Legislating morality

September 14, 2011

Part of my church calling is setting up the projectors and such for broadcasts, like the CES broadcast last Sunday. Elder Oaks spoke (transcript) on standing firm for truth while appropriately showing tolerance for those whose beliefs differ from ours. He listed four principles that should govern efforts toward involving the government in upholding standards, one of which was:

Third, believers should not be deterred by the familiar charge that they are trying to legislate morality.  Many areas of the law are based on Judeo/Christian morality and have been for centuries.  Our civilization is based on morality and cannot exist without it.  As John Adams declared, “Our Constitution was made only for a moral and religious people.  It is wholly inadequate to the government of any other.”

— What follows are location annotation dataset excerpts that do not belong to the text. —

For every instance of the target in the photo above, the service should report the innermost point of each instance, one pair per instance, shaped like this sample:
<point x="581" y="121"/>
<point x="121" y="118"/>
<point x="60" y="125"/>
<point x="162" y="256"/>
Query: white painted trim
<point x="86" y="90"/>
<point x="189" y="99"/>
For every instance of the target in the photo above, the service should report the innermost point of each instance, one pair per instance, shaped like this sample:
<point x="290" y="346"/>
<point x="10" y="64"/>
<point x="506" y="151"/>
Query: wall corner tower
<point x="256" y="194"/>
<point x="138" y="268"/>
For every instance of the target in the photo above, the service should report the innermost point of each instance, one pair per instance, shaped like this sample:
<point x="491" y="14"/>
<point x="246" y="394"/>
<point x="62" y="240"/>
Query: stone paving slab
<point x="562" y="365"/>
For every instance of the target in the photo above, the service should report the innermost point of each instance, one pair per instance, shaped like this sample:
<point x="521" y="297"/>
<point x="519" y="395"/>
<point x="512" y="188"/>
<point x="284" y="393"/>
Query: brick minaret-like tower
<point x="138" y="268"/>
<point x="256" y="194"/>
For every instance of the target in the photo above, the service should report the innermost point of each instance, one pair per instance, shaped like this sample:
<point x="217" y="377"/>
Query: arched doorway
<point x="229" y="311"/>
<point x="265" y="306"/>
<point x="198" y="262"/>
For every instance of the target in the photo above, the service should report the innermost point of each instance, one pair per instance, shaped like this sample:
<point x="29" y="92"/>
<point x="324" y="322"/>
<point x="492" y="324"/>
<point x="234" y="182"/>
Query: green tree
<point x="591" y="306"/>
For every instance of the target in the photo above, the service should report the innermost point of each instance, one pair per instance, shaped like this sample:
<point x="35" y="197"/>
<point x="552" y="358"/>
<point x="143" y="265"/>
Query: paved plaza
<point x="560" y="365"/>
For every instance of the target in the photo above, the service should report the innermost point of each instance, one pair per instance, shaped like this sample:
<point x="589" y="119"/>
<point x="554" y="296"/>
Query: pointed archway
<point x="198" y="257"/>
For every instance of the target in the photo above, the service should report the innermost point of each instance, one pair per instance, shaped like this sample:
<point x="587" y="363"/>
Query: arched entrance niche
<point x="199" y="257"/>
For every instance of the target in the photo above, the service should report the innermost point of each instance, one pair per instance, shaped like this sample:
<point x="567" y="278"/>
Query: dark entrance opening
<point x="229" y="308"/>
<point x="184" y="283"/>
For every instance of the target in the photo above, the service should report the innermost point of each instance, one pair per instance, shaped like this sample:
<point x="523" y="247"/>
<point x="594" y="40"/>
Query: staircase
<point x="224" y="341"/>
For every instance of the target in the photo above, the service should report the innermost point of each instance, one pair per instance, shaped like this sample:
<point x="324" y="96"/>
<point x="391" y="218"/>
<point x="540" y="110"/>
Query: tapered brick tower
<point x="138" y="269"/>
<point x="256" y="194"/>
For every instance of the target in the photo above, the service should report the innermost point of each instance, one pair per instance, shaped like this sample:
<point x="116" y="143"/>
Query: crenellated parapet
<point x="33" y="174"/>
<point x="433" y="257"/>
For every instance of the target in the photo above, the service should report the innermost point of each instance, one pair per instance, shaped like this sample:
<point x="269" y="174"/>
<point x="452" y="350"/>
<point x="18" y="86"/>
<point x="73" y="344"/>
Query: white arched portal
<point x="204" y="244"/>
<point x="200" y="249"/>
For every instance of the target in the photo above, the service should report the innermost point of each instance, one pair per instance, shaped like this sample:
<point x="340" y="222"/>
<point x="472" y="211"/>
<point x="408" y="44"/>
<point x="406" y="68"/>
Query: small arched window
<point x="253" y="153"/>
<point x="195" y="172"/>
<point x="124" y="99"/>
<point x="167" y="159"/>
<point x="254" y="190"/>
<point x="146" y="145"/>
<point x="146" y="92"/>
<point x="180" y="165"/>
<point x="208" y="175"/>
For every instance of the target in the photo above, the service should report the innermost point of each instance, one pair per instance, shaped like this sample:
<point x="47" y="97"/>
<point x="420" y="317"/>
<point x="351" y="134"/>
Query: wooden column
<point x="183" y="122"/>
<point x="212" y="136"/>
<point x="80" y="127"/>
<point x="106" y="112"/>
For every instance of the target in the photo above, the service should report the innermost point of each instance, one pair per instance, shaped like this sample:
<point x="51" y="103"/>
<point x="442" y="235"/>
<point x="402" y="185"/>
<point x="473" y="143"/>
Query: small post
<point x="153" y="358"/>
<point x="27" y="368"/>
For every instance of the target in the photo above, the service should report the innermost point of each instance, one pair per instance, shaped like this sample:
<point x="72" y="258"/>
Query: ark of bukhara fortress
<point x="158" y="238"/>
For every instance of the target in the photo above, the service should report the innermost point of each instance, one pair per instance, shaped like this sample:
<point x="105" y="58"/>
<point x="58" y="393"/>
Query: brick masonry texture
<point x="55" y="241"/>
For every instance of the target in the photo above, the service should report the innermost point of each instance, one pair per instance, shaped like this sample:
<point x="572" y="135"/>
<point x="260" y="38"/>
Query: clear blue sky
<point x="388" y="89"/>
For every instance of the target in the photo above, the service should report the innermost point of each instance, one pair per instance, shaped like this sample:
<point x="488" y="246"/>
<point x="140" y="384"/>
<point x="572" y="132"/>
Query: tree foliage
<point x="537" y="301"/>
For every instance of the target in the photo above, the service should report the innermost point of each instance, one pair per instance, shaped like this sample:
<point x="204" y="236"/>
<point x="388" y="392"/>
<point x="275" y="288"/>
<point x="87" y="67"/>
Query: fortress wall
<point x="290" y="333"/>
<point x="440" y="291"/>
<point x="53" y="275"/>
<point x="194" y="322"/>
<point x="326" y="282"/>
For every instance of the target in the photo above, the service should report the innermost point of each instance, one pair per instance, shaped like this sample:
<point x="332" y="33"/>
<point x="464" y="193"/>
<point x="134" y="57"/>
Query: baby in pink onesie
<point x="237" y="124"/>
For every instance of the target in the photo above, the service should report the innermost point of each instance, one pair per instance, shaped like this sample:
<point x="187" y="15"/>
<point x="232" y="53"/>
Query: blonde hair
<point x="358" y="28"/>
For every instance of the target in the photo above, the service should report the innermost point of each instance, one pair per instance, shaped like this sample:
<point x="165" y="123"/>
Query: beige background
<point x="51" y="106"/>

The old canard about “legislating morality” is actually rather obtuse. What else can you legislate? Laws are nothing more or less than the implementation of our common, publicly agreed-upon morality. If laws based on traditional morality are out of line, why wouldn’t laws based on modern disdain for morality come under similar condemnation?

There is a truth behind the saying: morality is only effective when it lives in people’s hearts and minds, and that can’t be imposed by legislative fiat. Part of passing a law in a free society is (or should be) persuading a majority of the populace that the moral principles it embodies are correct. That doesn’t change the fact that in the end every law is about forcing someone’s idea of morality on everybody.